There are ever so brief moments living here in paradise when I find myself missing the electricity and momentum of Washington D.C. Ah, those were the days: the Smithsonian venues, Mass. Ave., DuPont Circle, wild, geek, Christmas parties in the rotunda of the National Science Foundation; and the list could go on and on, but I shall spare the already unimpressed.
Fresh out of the Graduate Writing Program at Johns Hopkins University, I promoted myself about town as a Science Writer and had a thousand man-about-town business cards printed at Office Depot to back me up. But having business cards to hand out does not get a writer published.
The publishing world has a built-in obstacle to new writers, Catch 22, if you will. To be published, one must have clips of recent publications to submit along with the piece one is hoping to get published. To get said clips, one must have already been published!
Clips prove one’s prior works have already been deemed worthy for print by other publishers. The more clips one has to present, the better. I was handsome, educated, articulate, funny, had man-about-town-cards, but not one clip – not one!

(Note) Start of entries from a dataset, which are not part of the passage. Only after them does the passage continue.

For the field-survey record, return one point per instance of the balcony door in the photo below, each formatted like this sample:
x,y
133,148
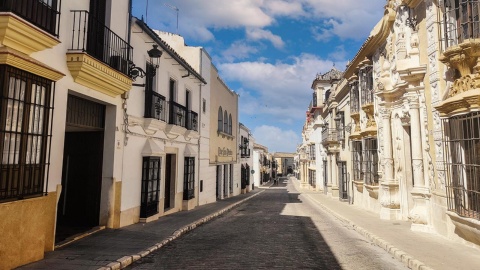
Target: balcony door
x,y
96,42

The Hopkins graduate degree propelled me over that inherent roadblock. I submitted pieces for consideration with the caveat that I had no clips to submit, but that I was a recent Hopkins Writing Program graduate. Score! It worked! Having gotten published validated me within the inner circle as a serious, legitimate, writer. It gave me credential. It got me invited to special science events about town, as well as to invite only socials. I had been drinking then and never met a D.C. cocktail event that I did not like.
Surprising as it must be to learn, I was younger then. However, having been a late bloomer, I tended to be, let us say, more mature than most in the room. By no means way up there among the senior crowd (where I presently find myself), but noticeably above the mean.
As I now look back to those times, I realize that D.C. has become ever more so a young man’s city; or, of course, an older, extraordinarily rich man’s city. Sadly, I am no longer the former, nor have I ever been the latter. Nonetheless, these vivid and sweet memories are still very meaningful to me, and fun to revisit, from time to time, as the sand in the hourglass continues to fall, and at a faster rate by the day.